There is now strong evidence that genetic variation within candidate regulatory elements identified with DNase-seq or with ChIP-seq contributes to human phenotypes. For example, several studies have found that phenotype-associated variants are enriched DNase- or ChIP-positive regions in a tissue-specific manner, and that tissue specificity can be used to implicate unexpected tissues in disease etiologies (Ernst et al. 2011; Maurano et al. 2012; Schaub et al. 2012; The ENCODE Project Consortium 2012; Parker et al. 2013; Pickrell 2014). Genetic variation in the same regions also accounts for a substantial and significantly enriched fraction of the heritability of complex human diseases (Gusev et al. 2014). Moreover, using an association approach similar to that used to identify eQTLs, several studies have identified genetic variants that are correlated with changes in chromatin accessibility, histone modifications, and DNA methylation; and they have shown that the identified variants explain a large fraction of eQTL associations (Degner et al. 2012; McVicker et al. 2013; Banovich et al. 2014). Together, those results suggest that variation in regulatory elements is a primary contributor to expression phenotypes. Those overall enrichments motivate a deeper investigation into the genetic architecture of gene regulation, with a particular focus on determining the specific variants that alter regulatory element activity.
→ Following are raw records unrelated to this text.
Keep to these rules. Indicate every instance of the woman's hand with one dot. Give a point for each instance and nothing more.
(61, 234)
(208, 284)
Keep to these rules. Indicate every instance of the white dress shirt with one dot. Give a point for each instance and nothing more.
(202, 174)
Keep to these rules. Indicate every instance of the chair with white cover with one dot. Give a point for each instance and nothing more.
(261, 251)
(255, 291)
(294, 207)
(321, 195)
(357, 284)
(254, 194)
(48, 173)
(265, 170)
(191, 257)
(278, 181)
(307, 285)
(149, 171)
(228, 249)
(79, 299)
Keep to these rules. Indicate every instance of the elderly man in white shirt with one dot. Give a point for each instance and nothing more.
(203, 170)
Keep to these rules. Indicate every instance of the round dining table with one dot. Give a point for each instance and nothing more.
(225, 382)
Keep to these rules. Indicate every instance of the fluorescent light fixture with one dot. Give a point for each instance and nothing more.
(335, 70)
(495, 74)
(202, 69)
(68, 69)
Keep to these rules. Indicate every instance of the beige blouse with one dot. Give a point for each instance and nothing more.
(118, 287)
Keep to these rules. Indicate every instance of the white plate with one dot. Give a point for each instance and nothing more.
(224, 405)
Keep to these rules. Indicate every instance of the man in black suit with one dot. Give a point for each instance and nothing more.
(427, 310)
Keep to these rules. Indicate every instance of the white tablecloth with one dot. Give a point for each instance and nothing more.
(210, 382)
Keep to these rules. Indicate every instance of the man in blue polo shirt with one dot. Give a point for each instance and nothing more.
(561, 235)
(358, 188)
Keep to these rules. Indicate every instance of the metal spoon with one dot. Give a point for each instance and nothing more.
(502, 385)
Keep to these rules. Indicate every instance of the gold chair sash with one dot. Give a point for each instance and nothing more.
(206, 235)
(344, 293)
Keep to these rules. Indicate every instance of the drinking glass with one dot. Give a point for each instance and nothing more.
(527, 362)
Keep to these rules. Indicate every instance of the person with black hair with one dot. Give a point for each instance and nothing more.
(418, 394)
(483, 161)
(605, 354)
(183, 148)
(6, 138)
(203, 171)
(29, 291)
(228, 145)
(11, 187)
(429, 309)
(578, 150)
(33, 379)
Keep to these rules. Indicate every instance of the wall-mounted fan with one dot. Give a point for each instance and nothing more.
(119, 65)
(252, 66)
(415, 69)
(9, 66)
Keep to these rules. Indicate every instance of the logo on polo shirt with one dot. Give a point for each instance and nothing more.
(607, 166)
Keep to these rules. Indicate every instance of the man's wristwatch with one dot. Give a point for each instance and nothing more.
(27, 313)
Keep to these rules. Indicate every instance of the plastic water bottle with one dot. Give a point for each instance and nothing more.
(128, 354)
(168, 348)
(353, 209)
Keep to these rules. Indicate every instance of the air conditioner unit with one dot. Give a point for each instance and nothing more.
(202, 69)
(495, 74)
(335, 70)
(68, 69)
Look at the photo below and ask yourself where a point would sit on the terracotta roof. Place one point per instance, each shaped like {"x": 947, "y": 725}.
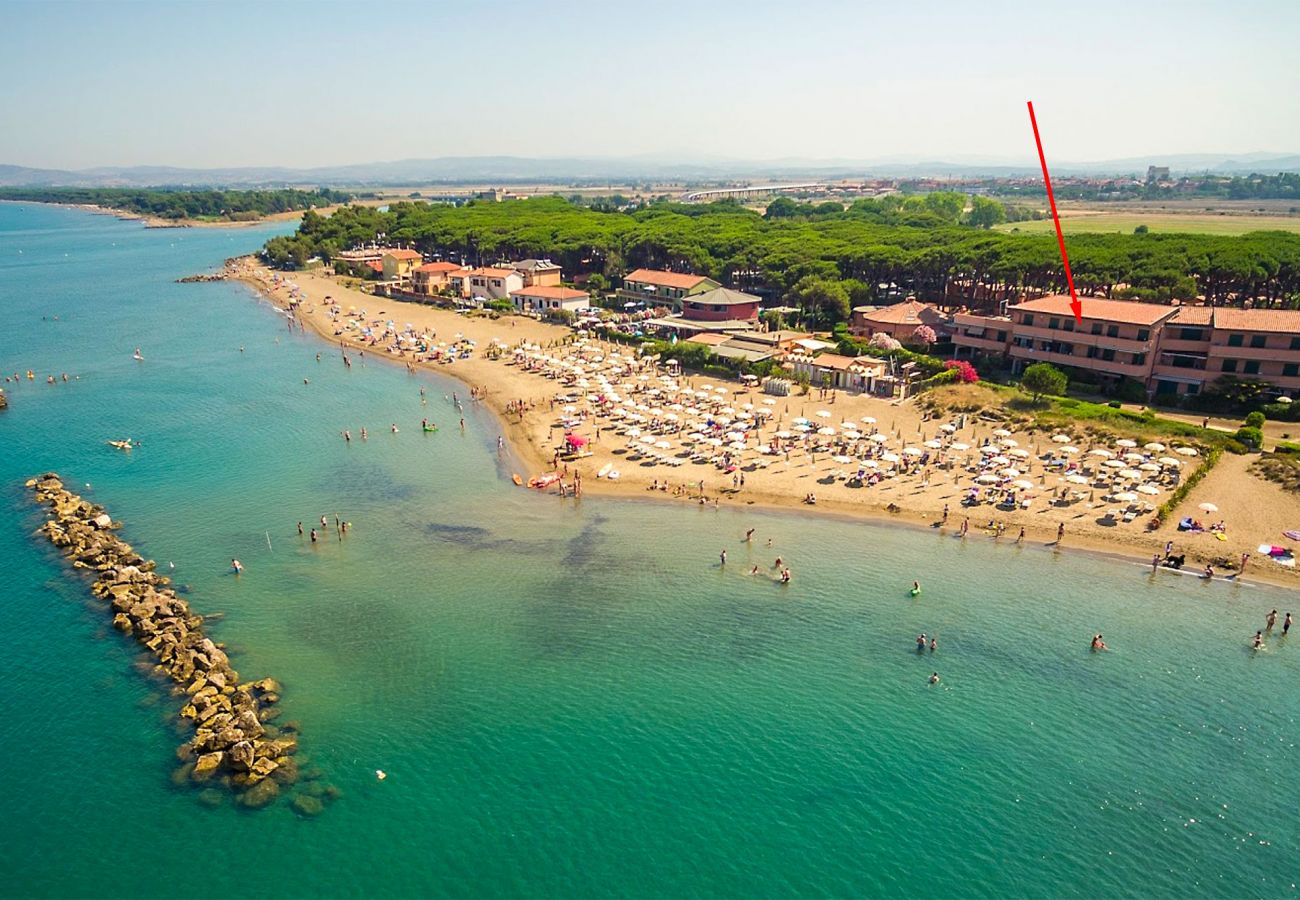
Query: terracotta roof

Allele-specific genomic activity reveals candidate mechanisms of disease

The use of high-throughput sequencing as readout for DNase and ChIP assays not only improves detection of regulatory elements but also allows for the simultaneous observation of the genetic sequence of the identified elements. If one or more positions within the identified regulatory element are heterozygous in an individual, that feature can be leveraged to estimate the abundance of each allele in the assayed DNA. A significant deviation from the expected ratio based on that individual's genome indicates an allele-specific difference in the activity of that element. Allele-specific analyses were first used to investigate gene expression using a variety of approaches, including targeted sequencing, RT-qPCR, and microarrays (e.g., Singer-Sam et al. 1992; Yan et al. 2002; Bray et al. 2003; Lo et al. 2003; Pastinen et al. 2004; Gimelbrant et al. 2007; Ge et al. 2009; Adoue et al. 2014; for review, see Knight 2004; Pastinen 2010). Those studies typically found evidence for allele-specific expression of ∼10% of human genes. High-throughput sequencing of RNA advanced the field by making it possible to measure allele-specific gene expression genome-wide and agnostic of reference gene annotations (e.g., Degner et al. 2009; McManus et al. 2010; Pickrell et al. 2010; Reddy et al. 2012). Allele-specific analyses of DNase-seq and ChIP-seq data use similar strategies to reveal variants associated with chromatin state or transcription factor binding (Kasowski et al. 2010; McDaniell et al. 2010; Reddy et al. 2012). If the observations reflect direct local effects of genetic variation on gene regulation (Fig. 2A), then such allele-specific analyses can be used to identify individual causal variants within large LD blocks identified via association studies. On the other hand, long-range regulatory interactions may limit the ability to pinpoint individual genetic causes.

Figure 2.

Mechanisms of allele-specific transcription factor occupancy. (A) Local effects occur when a genetic variant directly impacts the ability of a transcription factor to bind DNA. In this example, only the A allele is bound by the transcription factor and recovered by ChIP. (B) Genetic variants may lead to allele-specific binding of entire regulatory complexes. In this example, transcription factor TF1 binds the A but not the G allele. Because TF1 also recruits TF2 to the same regulatory complex, ChIP-seq for TF2 preferentially isolates the A and C alleles even though TF2 does not directly bind either variant. (C) Long-range interactions may also drive distal allele-specific effects. One potential mechanism is that TF1 and TF2 form a regulatory complex via DNA looping. Because occupancy of TF1 influences that of TF2, variants that impact TF1 binding lead to an allele-specific signal for TF2 occupancy.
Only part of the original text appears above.